Already, the K-7 student population is decreasing and will eventually result in some elementary schools closing. And this will have its effect in the middle and high schools for the next half dozen years. And it'll take another four or five years after that for them to completely pass through their college years.
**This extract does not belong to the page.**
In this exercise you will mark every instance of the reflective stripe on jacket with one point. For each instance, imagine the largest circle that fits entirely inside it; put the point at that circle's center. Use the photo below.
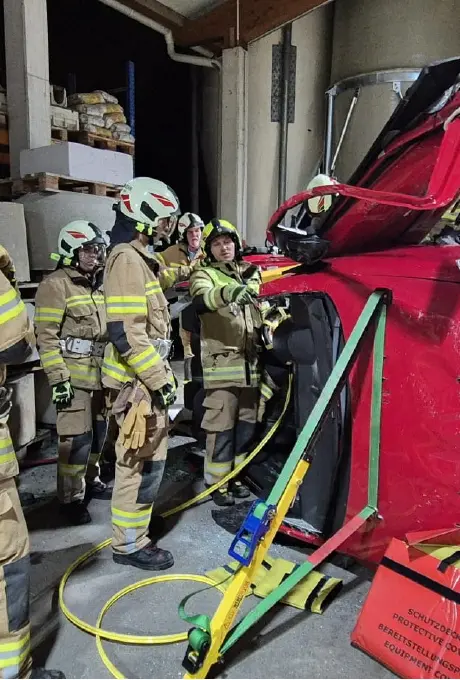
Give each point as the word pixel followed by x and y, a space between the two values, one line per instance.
pixel 137 313
pixel 68 305
pixel 230 334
But, that is a national happening. If their middle-aged parents leave Michigan for work elsewhere, this Echo Boom might not have that much of an effect in SE Michigan. In any event, after a decade, that demographic will all be out of college and probably not choose to linger in Michigan if its job situation isn't fixed.
Post Number: 5
|Posted on Monday, February 11, 2008 - 7:09 pm: || |
Anyone a recent migrant from the suburbs to Detroit
(Message edited by punkrocknerd on February 12, 2008)
Post Number: 168
|Posted on Monday, February 11, 2008 - 7:19 pm: || |
Do you mean recent migrant...?
Post Number: 5124
|Posted on Monday, February 11, 2008 - 7:23 pm: || |
Any such person probably resents doing that...
Post Number: 262
|Posted on Monday, February 11, 2008 - 7:38 pm: || |
Bit off topic, because these people wouldn't be moving to the corridor, but it's some sort of ironic tragedy that when the metro Detroit baby boomers finally decide they want the urban lifestyle, either because they missed out on it in their youth, wanted kids in the burbs or because the city finally looks attractive, the sub-prime mess hits. These are people with the $ to pay taxes, who don't need to wait for the job market to improve, and yet now they can't sell their existing home.